7. Il ressort des pièces du dossier que M. D…, arrivé en France selon ses déclarations le 28 juin 2018, est célibataire et sans charge de famille en France et travaille en qualité d’employé polyvalent depuis le mois de février 2023. Si M. D… se prévaut des dispositions de l’article L. 435-4, il ne ressort pas des pièces du dossier qu’il occuperait un métier figurant sur la liste des métiers en tension dès lors qu’il exerce les fonctions d’employé polyvalent dans le secteur de la restauration rapide. Enfin, il n’est pas dépourvu d’attaches dans son pays d’origine où résident ses parents.

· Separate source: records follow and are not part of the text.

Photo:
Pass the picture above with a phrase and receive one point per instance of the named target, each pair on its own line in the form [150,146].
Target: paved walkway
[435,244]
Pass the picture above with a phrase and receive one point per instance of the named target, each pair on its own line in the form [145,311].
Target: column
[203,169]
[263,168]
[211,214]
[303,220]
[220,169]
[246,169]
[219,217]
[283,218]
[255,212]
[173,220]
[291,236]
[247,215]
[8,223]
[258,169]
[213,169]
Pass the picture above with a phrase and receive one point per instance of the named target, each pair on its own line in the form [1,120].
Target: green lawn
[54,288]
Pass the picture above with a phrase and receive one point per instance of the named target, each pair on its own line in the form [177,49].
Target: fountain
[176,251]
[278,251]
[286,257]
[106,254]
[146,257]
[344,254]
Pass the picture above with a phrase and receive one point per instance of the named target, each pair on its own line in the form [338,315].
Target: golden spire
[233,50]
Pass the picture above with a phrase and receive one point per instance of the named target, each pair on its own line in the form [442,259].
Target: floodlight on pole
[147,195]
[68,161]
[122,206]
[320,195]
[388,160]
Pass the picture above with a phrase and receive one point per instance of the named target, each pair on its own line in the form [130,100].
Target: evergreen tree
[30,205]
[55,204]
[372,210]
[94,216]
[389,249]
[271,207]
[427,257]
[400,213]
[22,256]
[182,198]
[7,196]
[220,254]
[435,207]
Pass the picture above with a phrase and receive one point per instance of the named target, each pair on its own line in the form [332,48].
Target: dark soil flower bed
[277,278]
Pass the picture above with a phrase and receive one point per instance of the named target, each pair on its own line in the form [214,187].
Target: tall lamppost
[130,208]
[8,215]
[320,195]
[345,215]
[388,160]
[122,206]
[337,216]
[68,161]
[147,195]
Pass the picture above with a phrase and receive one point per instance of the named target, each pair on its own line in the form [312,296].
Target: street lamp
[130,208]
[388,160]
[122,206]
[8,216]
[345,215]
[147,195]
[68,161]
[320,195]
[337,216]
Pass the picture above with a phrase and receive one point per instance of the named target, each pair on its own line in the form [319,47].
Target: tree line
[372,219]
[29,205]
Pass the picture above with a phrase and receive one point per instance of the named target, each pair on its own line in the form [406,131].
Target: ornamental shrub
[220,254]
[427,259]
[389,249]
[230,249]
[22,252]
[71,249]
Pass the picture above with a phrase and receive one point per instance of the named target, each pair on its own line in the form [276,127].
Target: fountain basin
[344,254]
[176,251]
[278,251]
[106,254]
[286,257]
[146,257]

Par suite, c’est sans commettre d’erreur de fait, d’erreur manifeste d’appréciation ni d’erreur de droit et sans porter à son droit au respect de sa vie privée et familiale que le préfet a pu adopter la décision en litige.
8. Il résulte de tout ce qui précède que les conclusions à fin d’annulation présentées par M. D… doivent être rejetées ainsi que, par voie de conséquence, ses conclusions présentées au titre des frais d’instance et ses conclusions aux fins d’injonction sous astreinte.
D É C I D E :
Article 1er : Il n’y a plus lieu de statuer sur les conclusions de la requête tendant au bénéfice de l’aide juridictionnelle à titre provisoire.
Article 2 : La requête de M. D… est rejetée.
Article 3 : Le présent jugement sera notifié à M. B… D…, à Me Sangue et au préfet de police.
Délibéré après l’audience du 4 mai 2026, à laquelle siégeaient :
M. Séval, président,
Mme de Saint Chamas, première conseillère,
Mme Benhamou, conseillère.
Rendu public par mise à disposition au greffe le 18 mai 2026.
La rapporteure,
signé
C. BENHAMOU
Le président,
signé
J.-P. SEVAL
La greffière,
signé
S. LARDINOIS
La République mande et ordonne au préfet de police en ce qui le concerne ou à tous commissaires de justice à ce requis en ce qui concerne les voies de droit commun contre les parties privées, de pourvoir à l’exécution de la présente décision.